China also complained that a lot of the waste it received was impure and difficult to recycle. It is true, a lot of our plastic packaging contains a mixture of materials (recyclables and non-recyclables) which makes it difficult or impossible to recycle. Plus, many household items like yoghurt cups or margarine tubs are not properly cleaned before being put in the bin, resulting in contamination.

This kind of low-quality and contaminated trash is banned now. In the future, China will only accept high quality recyclables with less than 0.5 percent contamination. PET water bottles are low quality and therefore not accepted anymore. 

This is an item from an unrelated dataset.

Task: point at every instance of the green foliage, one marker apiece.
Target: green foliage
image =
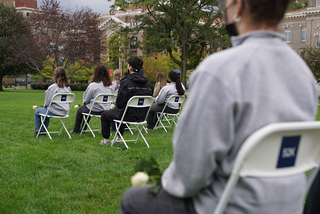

Where will all the trash go now?

Good question. None of the affected industrial countries have an answer to that. The sheer amount of waste we produce is too much to handle, now that China is gone. None of the countries are  equipped well enough.

Some have started to flood neighboring countries like Vietnam, India, Thailand and Malaysia with their waste, but those countries do not have the infrastructure to shoulder the load. Some of those countries are even working on plastic bans of their own.

For the developing countries, this poses a huge problem. They produce 90 percent of the world’s waste but have no idea where to put it. If they don’t find another poor, third world country soon, there are only three places the trash can go, and all of them are terrible for the environment:

  • It will be buried in landfills where it will pollute the earth for hundreds of years.
  • It can be incinerated, which releases toxic chemicals into the atmosphere.
  • Or it ends up in the ocean, killing even more marine wildlife than it already does.

We need to find a solution to our plastic addiction fast, and that solution cannot be to find another poor country to deal with our problem. Scientists predict that by 2050, there will be more plastic than fish in the ocean. With this new development, I fear it will be much, much sooner. We have to act now, before it's too late.